Basara or Legend of Basara is a 107 chapter manga written and drawn by Yumi Tamura. It takes place in a post-apocalyptic Japan that is being ruled by a tyrannical emperor. In a small village, a prophet predicts the birth of the one who will lead the country to freedom. On that day, fraternal twins are born. The villagers assume that their chosen one has to be Tatara, the male twin, and not his sister, Sarasa. She resigns herself to living in her brother’s shadow. Fifteen years later, however, circumstances force Sarasa to assume her brother’s identity and lead the villagers in revolution against the Red King who terrorizes them all. But things are more complicated than they appear, and a double life has its hardships- and Sarasa’s got her own destiny to face.

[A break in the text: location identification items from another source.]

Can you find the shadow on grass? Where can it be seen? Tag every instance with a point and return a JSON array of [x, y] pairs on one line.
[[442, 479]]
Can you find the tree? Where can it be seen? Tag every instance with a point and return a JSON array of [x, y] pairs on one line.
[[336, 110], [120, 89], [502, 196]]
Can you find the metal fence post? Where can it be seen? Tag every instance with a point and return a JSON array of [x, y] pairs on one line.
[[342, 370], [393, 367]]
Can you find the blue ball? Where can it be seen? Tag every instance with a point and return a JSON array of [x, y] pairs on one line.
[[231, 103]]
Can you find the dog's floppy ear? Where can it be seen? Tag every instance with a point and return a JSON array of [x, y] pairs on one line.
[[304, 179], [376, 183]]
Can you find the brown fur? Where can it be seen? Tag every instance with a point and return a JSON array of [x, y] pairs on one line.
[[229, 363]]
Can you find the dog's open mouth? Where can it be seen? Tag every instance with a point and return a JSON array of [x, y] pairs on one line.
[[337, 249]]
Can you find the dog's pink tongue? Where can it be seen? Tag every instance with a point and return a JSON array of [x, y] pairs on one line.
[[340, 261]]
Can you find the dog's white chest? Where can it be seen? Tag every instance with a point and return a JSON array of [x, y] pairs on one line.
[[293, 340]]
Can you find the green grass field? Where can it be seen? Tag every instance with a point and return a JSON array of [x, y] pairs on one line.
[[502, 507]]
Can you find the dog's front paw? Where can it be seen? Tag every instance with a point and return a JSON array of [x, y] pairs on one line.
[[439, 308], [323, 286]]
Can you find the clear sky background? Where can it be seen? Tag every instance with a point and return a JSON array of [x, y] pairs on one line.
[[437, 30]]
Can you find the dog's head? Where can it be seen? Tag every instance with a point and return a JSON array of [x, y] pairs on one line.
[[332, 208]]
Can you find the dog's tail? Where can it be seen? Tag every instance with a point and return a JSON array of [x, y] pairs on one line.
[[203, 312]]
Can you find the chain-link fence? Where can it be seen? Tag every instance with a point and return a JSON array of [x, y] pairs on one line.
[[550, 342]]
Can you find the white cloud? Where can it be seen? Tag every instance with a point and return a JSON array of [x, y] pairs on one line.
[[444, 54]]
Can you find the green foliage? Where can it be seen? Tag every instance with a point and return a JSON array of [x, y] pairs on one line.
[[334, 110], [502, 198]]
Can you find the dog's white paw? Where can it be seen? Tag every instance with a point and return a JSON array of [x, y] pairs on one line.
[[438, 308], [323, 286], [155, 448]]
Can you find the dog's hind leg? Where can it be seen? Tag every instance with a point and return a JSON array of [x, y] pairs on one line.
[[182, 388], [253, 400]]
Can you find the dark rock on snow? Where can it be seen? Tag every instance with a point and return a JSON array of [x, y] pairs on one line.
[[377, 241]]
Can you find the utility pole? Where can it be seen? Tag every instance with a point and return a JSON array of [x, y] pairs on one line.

There is an anime, but it only runs thirteen episodes and therefore only covers a small portion of the manga. I’ve seen the first episode, and so far (and also according to Wikipedia), it sticks pretty close to the manga it’s adapting, though the animation is naturally very nineties and there’s less blood and whatnot.
Women and Gender: Basara as a manga is utterly dedicated to deconstructing the second class-citizenship of women and showing the power women have. To begin with, it starts by completely taking apart the tendency for fiction (and reality) to constantly tout men as the “chosen ones” who will “save the people”. (A trope still annoyingly and ridiculously prevalent in the world. Especially in Hollywood- oh look, another movie about a straight white dude chosen by a prophecy to save us all! HOW DIFFERENT! Gosh, could you imagine a woman or a PoC ever being chosen? Nah, that doesn’t happen.) Yeah, Basara pretty much has a society who bought into all these movies, and even Sarasa herself pretty much buys into it, but the entire story is all about inverting the heck out of that. Sorry guys, but your manly man didn’t make the cut; prepare to have a fifteen year old girl be your badass savior. It’s a pretty delicious takedown of one of the world’s most annoying clichés, is all I’m saying.